The organism — roughly 10 micrometers in diameter — slinks up the olfactory nerve to the brain before reproducing exponentially. By the time the immune system reacts, the bug has already built up its defense against white blood cells.
"If you had it live under a microscope, you can watch it wander around and absolutely destroy cells," said Dr. Wiley. "It's extremely aggressive. It ravages brain tissue, and that's why it's earned the very graphic name 'brain-eating.' It's just a bad situation all around."
The infection caused by N. fowleri is called primary amoebic meningoencephalitis — PAM for short. It’s a severe inflammation of the brain — and there’s not an easy treatment. The early symptoms resemble a cold or flu, so diagnosis doesn't come quickly. And all the while, the amoeba feasts on brain cells.
“PAM is difficult to detect because the disease progresses rapidly so that diagnosis is usually made after death,” according to the CDC.
Who is most susceptible to infection — or worse?
If you've sustained a face injury — especially a fracture to your nasal passage — you're more likely to be vulnerable to infection, according to Iovine.
"If the bones that are supposed to separate the nasal cavity from the brain are broken or cracked, your face is essentially a wide-open gate" to the amoeba, Iovine said.
And while it's not entirely clear if children are more susceptible to Naegleria than adults, the statistics are stark: 84 percent of the 132 infections documented in the U.S. between 1962 and 2013 occurred in children under age 18, according to data from the CDC.
"The simple fact is that kids, especially little boys, are going to come into contact with the organism because of where they play and how they play," Iovine said. "They're going to be excited about dumping their heads in muddy, brackish water, where the amoeba thrives."

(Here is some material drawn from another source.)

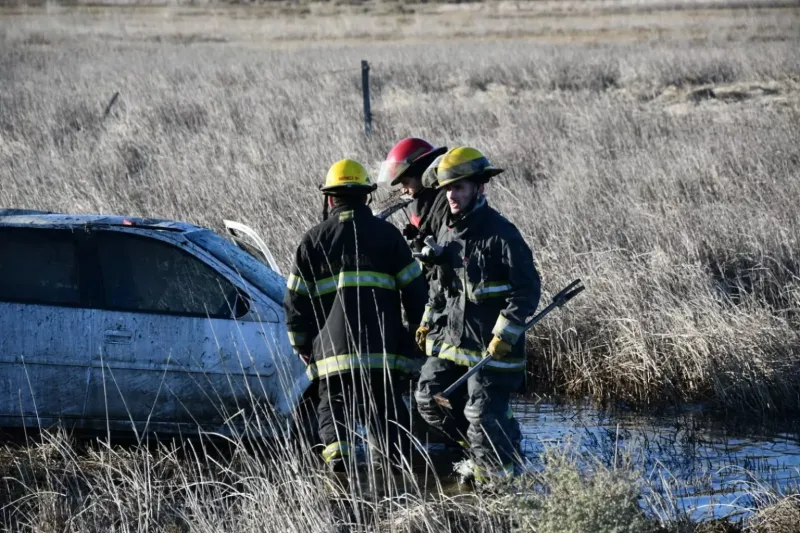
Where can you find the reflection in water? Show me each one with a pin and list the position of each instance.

What can you do to protect yourself?
If you choose to take a dip in warm freshwater, the CDC recommends holding your nose shut, using nose clips, and keeping your head above water so you don't end up ingesting the gnarly bug.
But it's probably safest to stay out of the lakes and rivers brimming with amoebae, anyway. "I'm not a fear-mongerer," Wiley said, "but I tell you this: I wouldn't go swimming in the water after you've found something like that."
A wet mount of Naegleria fowleri trophozoites cultured from the CSF of a patient with primary amebic meningoencephalitis (PAM) viewed using phase contrast microscopy.